The following are remedies available to a bank customer in Nigeria:
- Damages: This is a monetary compensation which is obtainable in a civil matter. The purpose of damages was stated by Parke B in ROBINSON v. HARMAN (1848) 1 Ex Rep 850, 154 ER 363, as follows: “The rule of the common law is that where a party sustains a loss by reason of a breach of contract, he is so far as money can do it, to be placed in the same situation with respect to damages, as if the contract has been performed”. In UBN PLC v. CHIMAEZE (2014) LPELR-22699(SC) (Pp 40-41 Paras F-A), the court held that by dishonouring the respondent customer’s cheque when his account was in credit to accommodate the amount on the cheque, that the appellant bank breached the fiduciary relationship between them, to which the customer was entitled to compensation by way of damage. Also, in FBN v. PAUL (2022) LPELR-57591(CA) (Pp 43-44 Paras D-E), where the respondent’s account with the appellant bank was debited with an illegal withdrawal in the sum of N3,000,000 which he was only informed upon his enquiry and he was assured by the appellant that the money would be returned to his account at the end of the month. The respondent noticed a foul play at the end of the month when the money was not returned, commenced an action before the court for the return of his money illegally withdrawn without his authorization. The court held that the respondent was entitled to the award of damages claimed by him against the appellant, including exemplary damages as was awarded to him by the trial court.

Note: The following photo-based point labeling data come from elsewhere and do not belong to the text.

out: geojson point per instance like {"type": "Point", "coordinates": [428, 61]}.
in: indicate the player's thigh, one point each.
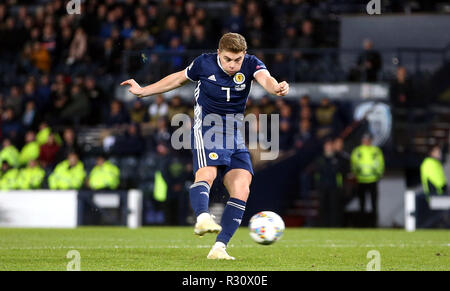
{"type": "Point", "coordinates": [207, 174]}
{"type": "Point", "coordinates": [237, 182]}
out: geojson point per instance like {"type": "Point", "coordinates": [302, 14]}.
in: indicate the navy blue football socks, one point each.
{"type": "Point", "coordinates": [199, 197]}
{"type": "Point", "coordinates": [231, 219]}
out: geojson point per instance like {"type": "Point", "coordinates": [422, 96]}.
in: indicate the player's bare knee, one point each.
{"type": "Point", "coordinates": [240, 189]}
{"type": "Point", "coordinates": [207, 174]}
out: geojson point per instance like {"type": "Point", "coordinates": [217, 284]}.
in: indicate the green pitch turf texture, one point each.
{"type": "Point", "coordinates": [177, 248]}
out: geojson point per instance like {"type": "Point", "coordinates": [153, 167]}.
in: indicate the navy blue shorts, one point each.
{"type": "Point", "coordinates": [226, 159]}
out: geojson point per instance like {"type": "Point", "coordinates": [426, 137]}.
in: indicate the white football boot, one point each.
{"type": "Point", "coordinates": [206, 224]}
{"type": "Point", "coordinates": [219, 252]}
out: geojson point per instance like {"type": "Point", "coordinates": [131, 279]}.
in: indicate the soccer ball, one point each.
{"type": "Point", "coordinates": [266, 227]}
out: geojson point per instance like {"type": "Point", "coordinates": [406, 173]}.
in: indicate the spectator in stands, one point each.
{"type": "Point", "coordinates": [48, 152]}
{"type": "Point", "coordinates": [78, 47]}
{"type": "Point", "coordinates": [326, 118]}
{"type": "Point", "coordinates": [235, 22]}
{"type": "Point", "coordinates": [434, 183]}
{"type": "Point", "coordinates": [69, 144]}
{"type": "Point", "coordinates": [8, 180]}
{"type": "Point", "coordinates": [104, 175]}
{"type": "Point", "coordinates": [138, 113]}
{"type": "Point", "coordinates": [68, 175]}
{"type": "Point", "coordinates": [14, 100]}
{"type": "Point", "coordinates": [286, 130]}
{"type": "Point", "coordinates": [329, 181]}
{"type": "Point", "coordinates": [401, 90]}
{"type": "Point", "coordinates": [31, 150]}
{"type": "Point", "coordinates": [278, 67]}
{"type": "Point", "coordinates": [266, 105]}
{"type": "Point", "coordinates": [44, 133]}
{"type": "Point", "coordinates": [367, 164]}
{"type": "Point", "coordinates": [98, 101]}
{"type": "Point", "coordinates": [304, 135]}
{"type": "Point", "coordinates": [40, 57]}
{"type": "Point", "coordinates": [9, 153]}
{"type": "Point", "coordinates": [11, 127]}
{"type": "Point", "coordinates": [176, 107]}
{"type": "Point", "coordinates": [307, 39]}
{"type": "Point", "coordinates": [131, 143]}
{"type": "Point", "coordinates": [162, 134]}
{"type": "Point", "coordinates": [30, 117]}
{"type": "Point", "coordinates": [369, 63]}
{"type": "Point", "coordinates": [78, 108]}
{"type": "Point", "coordinates": [158, 108]}
{"type": "Point", "coordinates": [31, 177]}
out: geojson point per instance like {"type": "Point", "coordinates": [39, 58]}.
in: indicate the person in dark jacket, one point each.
{"type": "Point", "coordinates": [329, 182]}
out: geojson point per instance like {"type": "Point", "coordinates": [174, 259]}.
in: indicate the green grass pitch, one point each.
{"type": "Point", "coordinates": [177, 248]}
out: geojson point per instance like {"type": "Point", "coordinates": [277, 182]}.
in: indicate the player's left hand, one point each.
{"type": "Point", "coordinates": [282, 89]}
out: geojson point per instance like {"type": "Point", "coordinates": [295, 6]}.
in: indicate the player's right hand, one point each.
{"type": "Point", "coordinates": [134, 87]}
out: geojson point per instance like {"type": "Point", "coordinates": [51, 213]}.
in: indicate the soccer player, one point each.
{"type": "Point", "coordinates": [223, 84]}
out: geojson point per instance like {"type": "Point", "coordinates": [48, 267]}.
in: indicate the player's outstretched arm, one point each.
{"type": "Point", "coordinates": [166, 84]}
{"type": "Point", "coordinates": [271, 85]}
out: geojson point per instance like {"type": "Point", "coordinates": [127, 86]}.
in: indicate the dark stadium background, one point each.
{"type": "Point", "coordinates": [63, 71]}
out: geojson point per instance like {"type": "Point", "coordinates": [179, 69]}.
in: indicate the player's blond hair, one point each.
{"type": "Point", "coordinates": [232, 42]}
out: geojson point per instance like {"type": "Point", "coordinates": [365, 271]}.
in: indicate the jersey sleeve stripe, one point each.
{"type": "Point", "coordinates": [185, 73]}
{"type": "Point", "coordinates": [259, 71]}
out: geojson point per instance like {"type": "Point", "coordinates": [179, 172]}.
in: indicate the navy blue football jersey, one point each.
{"type": "Point", "coordinates": [216, 91]}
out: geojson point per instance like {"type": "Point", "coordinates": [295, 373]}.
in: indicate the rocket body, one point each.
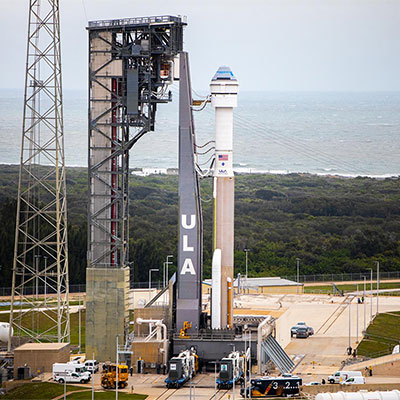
{"type": "Point", "coordinates": [224, 89]}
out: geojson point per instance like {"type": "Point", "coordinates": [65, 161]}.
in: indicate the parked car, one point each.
{"type": "Point", "coordinates": [302, 333]}
{"type": "Point", "coordinates": [354, 380]}
{"type": "Point", "coordinates": [293, 329]}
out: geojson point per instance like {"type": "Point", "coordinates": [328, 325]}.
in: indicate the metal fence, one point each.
{"type": "Point", "coordinates": [350, 276]}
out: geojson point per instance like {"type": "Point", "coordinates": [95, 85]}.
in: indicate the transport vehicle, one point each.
{"type": "Point", "coordinates": [354, 380]}
{"type": "Point", "coordinates": [288, 385]}
{"type": "Point", "coordinates": [341, 376]}
{"type": "Point", "coordinates": [182, 368]}
{"type": "Point", "coordinates": [109, 376]}
{"type": "Point", "coordinates": [70, 377]}
{"type": "Point", "coordinates": [302, 333]}
{"type": "Point", "coordinates": [64, 369]}
{"type": "Point", "coordinates": [232, 369]}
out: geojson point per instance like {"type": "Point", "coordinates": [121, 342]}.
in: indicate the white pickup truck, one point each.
{"type": "Point", "coordinates": [342, 376]}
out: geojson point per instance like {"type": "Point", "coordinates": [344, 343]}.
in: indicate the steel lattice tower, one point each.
{"type": "Point", "coordinates": [40, 267]}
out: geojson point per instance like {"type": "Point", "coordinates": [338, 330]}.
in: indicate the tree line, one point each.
{"type": "Point", "coordinates": [332, 224]}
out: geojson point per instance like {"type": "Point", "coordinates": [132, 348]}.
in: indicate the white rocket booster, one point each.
{"type": "Point", "coordinates": [224, 89]}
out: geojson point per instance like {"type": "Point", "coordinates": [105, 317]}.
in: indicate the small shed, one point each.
{"type": "Point", "coordinates": [271, 285]}
{"type": "Point", "coordinates": [40, 357]}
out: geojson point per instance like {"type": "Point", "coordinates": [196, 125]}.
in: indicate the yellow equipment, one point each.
{"type": "Point", "coordinates": [186, 326]}
{"type": "Point", "coordinates": [109, 376]}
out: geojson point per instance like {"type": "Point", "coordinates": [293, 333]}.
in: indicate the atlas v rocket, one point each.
{"type": "Point", "coordinates": [224, 90]}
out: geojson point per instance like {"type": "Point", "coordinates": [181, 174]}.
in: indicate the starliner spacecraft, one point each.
{"type": "Point", "coordinates": [224, 90]}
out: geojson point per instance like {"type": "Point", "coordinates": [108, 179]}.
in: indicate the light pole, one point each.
{"type": "Point", "coordinates": [247, 262]}
{"type": "Point", "coordinates": [45, 279]}
{"type": "Point", "coordinates": [150, 271]}
{"type": "Point", "coordinates": [365, 304]}
{"type": "Point", "coordinates": [79, 321]}
{"type": "Point", "coordinates": [377, 287]}
{"type": "Point", "coordinates": [166, 278]}
{"type": "Point", "coordinates": [349, 323]}
{"type": "Point", "coordinates": [357, 313]}
{"type": "Point", "coordinates": [116, 371]}
{"type": "Point", "coordinates": [37, 273]}
{"type": "Point", "coordinates": [370, 296]}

- Recovery: This is the act of getting back, or vindication of a right or property by judgment or decree: especially the obtaining of damages or amount awarded by a court. In GTB v. OYEWOLE (2013) LPELR-22166(CA), where respondent claimed restoration of the amount of N960,000.00 for four cheques from his cheque book which were paid out to four different people, and the 1st respondent denied authorizing any payments and alleges connivances between the appellant and the beneficiaries of the cheques to steal the said sum of money. The trial court directed the bank to return the amount to the customer. The bank appealed, the court dismissed the appeal of the appellant bank and upheld the decision of the lower.
- Injunction: This is an order of the court directing a party to do or to refrain from doing a particular thing. There are different types of injunction. For instance, A Mareva injunction operates to stop a defendant against whom a claimant has a good arguable claim from disposing of or dissipating his assets pending the determination of the case or pending payment to the claimant. See Haladu v. Access Bank Plc. (2021) 13 NWLR (Pt. 1794) 434. Please note that in BassMatt. Ent. (Nig.) Ltd. v. Keystone Bank Ltd. (2015) 1 NWLR (Pt. 1441) 609, the court held that a mandatory injunction may be granted even though the act sought to be restrained had been completed before the action was begun. The law recognizes a reversal of a completed act by interlocutory injunction; if the process by which it is sought makes it feasible such an injunction may be granted in a deserving case.
What court has jurisdiction to entertain disputes arising as between a bank and its customer?
The High Court of a State where the dispute arises or a High Court of the Federal Capital Territory Abuja if the dispute arises from Abuja. See the decision of the Supreme Court in NDIC v. Okem Enterprise Ltd, (2004) 4SC(Pt.11) 77.